Religion
Noé
Avec le film d’Aronofsky, qui sort sur les écrans, le personnage de Noé pendant quelques temps va visiter notre monde (ou passera peut-être inaperçu). Cette fable du Déluge, empruntée à Babylone, l’écrivain hébreu l’adopte et l’insère dans le chapitre 6 de la Genèse. Le Dieu du peuple juif ne se contente pas de créer le ciel et la terre. Son chef d’œuvre, il l’accomplit en insufflant la vie dans les poumons de l’être humain. Seulement voilà : l’homme prolifère, se conduit mal, et Dieu se repent de l’avoir fait. Le Très Haut efface tout. Tout se qui vit sur la surface de la terre. Priant seulement Noé de mettre de côté quelques échantillons choisis parmi les êtres vivants. Les humains peut-être auraient dû se méfier. Des mesures de rétorsion avaient déjà été prises à leur encontre. Notamment un décret d’expulsion manu militari hors des frontières du paradis terrestre. Celle-ci accompagnée, “Tu gagneras ton pain à la sueur de ton front”, d’une condamnation aux travaux forcés. Cette fois tout de même, en exerçant un génocide, le premier connu de l’histoire de l’humanité, le bon Dieu se révèle avoir la main lourde. Cette pratique sociale ne peut être une solution. Un bon exemple donné à l’humanité.
A – COMPRENDRE
Aussi sommes-nous en droit de nous demander quelle mouche a piqué l’Eternel pour qu’Il en vienne à cette extrémité. En droit de rechercher, pour comprendre, la nature de ce qui a suscité chez Lui cet acte de dépit meurtrier. L’acte d’un enfant colérique à qui l’on vient de briser son jouet. La raison de la colère divine, si l’on en croit le texte biblique, est simple. L’être que Dieu avait créé était méchant. “L’Eternel, lit-on au chapitre 6, verset 6, vit que la méchanceté des hommes était grande”. “Toutes leurs pensées se portaient sur ce qui est mal”. L’indication est certes un peu générale. Elle se précise heureusement au verset 13. En cet endroit du texte les humains sont accusés d’avoir “rempli la terre de violence”. On sait, en effet, depuis Caïn, que des meurtres ont été perpétrés sur la terre. C’est en d’autres versets que la chose devient plus intéressante.
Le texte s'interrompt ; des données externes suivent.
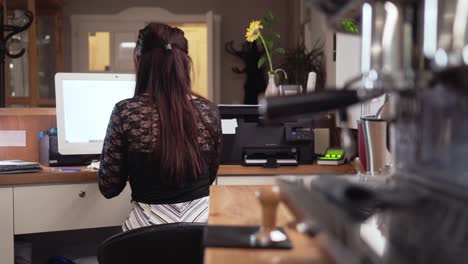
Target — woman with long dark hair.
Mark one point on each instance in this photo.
(165, 140)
Notamment quand le texte évoque des affaires de femmes. “Les filles des hommes, peut-on lire, étaient belles”. L’énoncé, où paraissent des géants, des êtres fabuleux d’une autre tradition, reste vague et pudique. Incline toutefois à imaginer que l’homme, ce vilain bougre, était un chaud lapin. (L’Eternel se serait-il montré jaloux d’un amour dont il n’était pas l’unique objet ?) Quoiqu’il soit, c’est alors que le dieu prend sa décision. Décide de passer à l'acte : “Je vais exterminer de la surface de la terre l’homme que j’ai créé. Je me repens de l’avoir fait” (Chapitre 6, verset 6).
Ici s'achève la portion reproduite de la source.